Apesar de ocorrer em quase todos os estados brasileiros e em outros países da América do Sul, é uma espécie de baixa ocorrência, se restringindo a áreas ribeirinhas periodicamente inundáveis e matas de galerias. 

Pertencente à família das Sapotáceas, é uma arvoreta perene, de ramificações irregulares e que atinge cerca de 5m de altura; costuma perder suas folhas no período de cheias. 

Floresce entre setembro e dezembro e frutifica entre janeiro e agosto. Apresenta frutos arredondados, amarelados quando maduros, aromáticos, carnosos e com sabor ácido, com alto teor de antioxidantes e outros compostos bioativos.  

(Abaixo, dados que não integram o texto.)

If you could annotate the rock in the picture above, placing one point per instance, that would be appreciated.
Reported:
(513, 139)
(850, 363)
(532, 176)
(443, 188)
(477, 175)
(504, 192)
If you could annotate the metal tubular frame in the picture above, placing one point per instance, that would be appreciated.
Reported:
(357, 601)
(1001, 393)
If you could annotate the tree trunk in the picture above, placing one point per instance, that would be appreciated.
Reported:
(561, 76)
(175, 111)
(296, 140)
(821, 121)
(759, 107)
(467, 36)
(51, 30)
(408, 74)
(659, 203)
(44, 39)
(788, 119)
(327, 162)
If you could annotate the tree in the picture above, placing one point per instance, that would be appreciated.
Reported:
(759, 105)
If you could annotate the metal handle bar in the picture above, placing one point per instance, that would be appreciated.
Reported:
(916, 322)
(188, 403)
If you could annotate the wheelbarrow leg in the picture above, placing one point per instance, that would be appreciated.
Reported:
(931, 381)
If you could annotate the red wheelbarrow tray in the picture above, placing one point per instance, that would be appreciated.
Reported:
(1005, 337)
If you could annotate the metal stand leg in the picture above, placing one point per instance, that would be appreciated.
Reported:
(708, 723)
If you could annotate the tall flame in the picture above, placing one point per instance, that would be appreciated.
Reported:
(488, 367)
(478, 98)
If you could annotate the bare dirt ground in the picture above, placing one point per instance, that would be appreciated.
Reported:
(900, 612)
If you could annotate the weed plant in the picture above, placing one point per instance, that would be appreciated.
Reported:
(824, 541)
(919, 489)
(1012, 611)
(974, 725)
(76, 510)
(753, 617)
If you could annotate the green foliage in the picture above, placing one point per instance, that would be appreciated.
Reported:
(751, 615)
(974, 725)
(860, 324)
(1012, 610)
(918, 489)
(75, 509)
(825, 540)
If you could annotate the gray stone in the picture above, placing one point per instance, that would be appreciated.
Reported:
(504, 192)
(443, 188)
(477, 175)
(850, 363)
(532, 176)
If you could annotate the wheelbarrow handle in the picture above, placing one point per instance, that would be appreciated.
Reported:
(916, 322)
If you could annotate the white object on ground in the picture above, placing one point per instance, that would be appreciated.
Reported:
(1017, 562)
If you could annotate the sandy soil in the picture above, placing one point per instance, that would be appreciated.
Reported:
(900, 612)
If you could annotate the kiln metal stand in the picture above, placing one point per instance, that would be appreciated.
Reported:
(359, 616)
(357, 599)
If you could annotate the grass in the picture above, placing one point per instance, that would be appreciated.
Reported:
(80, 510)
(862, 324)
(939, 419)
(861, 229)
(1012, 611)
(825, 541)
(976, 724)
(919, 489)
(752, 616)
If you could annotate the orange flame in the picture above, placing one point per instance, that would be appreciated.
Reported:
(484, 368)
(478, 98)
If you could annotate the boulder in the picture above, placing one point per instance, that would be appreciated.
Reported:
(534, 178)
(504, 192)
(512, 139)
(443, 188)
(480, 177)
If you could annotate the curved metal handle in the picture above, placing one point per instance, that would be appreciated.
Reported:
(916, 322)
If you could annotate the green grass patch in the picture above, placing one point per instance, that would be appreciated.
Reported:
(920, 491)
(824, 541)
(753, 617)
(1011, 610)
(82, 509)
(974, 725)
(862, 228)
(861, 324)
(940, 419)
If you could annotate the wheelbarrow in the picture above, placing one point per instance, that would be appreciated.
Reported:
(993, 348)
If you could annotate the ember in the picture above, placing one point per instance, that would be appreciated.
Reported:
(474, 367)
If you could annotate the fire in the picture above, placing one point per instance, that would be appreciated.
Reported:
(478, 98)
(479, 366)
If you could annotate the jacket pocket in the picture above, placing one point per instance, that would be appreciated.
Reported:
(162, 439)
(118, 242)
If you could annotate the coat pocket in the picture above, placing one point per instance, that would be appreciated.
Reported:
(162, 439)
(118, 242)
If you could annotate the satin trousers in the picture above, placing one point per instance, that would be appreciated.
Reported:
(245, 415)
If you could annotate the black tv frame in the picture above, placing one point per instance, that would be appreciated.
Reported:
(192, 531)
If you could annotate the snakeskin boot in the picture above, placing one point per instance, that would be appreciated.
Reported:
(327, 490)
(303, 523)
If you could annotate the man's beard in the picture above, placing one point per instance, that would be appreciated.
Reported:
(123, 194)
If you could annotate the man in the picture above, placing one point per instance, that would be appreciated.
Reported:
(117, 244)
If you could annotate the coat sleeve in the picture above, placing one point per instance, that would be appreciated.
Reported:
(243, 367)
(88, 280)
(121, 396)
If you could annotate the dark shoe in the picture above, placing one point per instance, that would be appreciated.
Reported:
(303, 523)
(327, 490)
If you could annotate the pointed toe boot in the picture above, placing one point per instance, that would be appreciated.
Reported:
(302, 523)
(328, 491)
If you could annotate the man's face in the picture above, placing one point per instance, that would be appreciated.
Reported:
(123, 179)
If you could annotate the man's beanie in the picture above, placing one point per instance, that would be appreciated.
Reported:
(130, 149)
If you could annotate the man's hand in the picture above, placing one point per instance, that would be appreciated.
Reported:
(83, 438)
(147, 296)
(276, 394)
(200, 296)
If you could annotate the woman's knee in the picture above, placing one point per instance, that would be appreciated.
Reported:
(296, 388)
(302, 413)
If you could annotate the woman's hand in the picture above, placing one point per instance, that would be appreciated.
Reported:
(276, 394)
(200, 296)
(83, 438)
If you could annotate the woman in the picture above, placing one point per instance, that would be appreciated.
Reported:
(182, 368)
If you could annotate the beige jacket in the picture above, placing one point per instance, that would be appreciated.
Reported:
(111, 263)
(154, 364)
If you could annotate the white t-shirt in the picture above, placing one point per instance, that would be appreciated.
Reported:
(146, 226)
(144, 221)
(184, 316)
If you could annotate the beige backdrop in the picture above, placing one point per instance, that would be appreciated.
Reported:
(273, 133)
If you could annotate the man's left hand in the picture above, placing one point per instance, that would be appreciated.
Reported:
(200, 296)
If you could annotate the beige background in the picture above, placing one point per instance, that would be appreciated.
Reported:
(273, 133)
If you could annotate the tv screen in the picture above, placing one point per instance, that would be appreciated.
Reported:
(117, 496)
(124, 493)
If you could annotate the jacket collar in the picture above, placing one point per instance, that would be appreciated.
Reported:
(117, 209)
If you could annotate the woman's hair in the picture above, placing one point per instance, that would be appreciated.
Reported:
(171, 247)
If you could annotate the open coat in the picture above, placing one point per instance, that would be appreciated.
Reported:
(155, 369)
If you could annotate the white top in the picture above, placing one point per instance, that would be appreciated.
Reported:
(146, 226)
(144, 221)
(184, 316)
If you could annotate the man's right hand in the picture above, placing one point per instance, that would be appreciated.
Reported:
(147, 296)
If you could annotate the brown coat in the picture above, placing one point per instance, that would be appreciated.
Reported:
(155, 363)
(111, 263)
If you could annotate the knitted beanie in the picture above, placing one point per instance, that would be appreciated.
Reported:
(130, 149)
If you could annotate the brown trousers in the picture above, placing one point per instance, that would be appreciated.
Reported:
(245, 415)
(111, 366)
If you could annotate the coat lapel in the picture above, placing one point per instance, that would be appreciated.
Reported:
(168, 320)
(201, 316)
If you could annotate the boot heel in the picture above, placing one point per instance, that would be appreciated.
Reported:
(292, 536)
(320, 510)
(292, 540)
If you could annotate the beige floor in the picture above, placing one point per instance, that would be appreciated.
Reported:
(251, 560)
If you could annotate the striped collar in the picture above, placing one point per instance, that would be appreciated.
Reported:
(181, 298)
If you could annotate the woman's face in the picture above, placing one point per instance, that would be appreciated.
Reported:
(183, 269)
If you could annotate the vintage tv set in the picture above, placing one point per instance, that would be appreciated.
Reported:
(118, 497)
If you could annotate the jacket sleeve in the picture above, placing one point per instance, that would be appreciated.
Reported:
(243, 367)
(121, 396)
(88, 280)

O peixe pacu influenciou seu nome popular, já que seu principal uso é como iscas para peixes. Sua conservação é  fundamental, pois é um fruto nativo de uma região constantemente ameaçada por grilagem de terras, desmatamento para implantação de monoculturas e pastagens (Cerrado e Pantanal), além de sua colheita ser restrita ao agroextrativismo, ou seja, não há plantio - fator que a torna ainda mais vulnerável. 

A polpa é consumida in natura e pode ser utilizada para sucos, doces, geleias e sorvetes.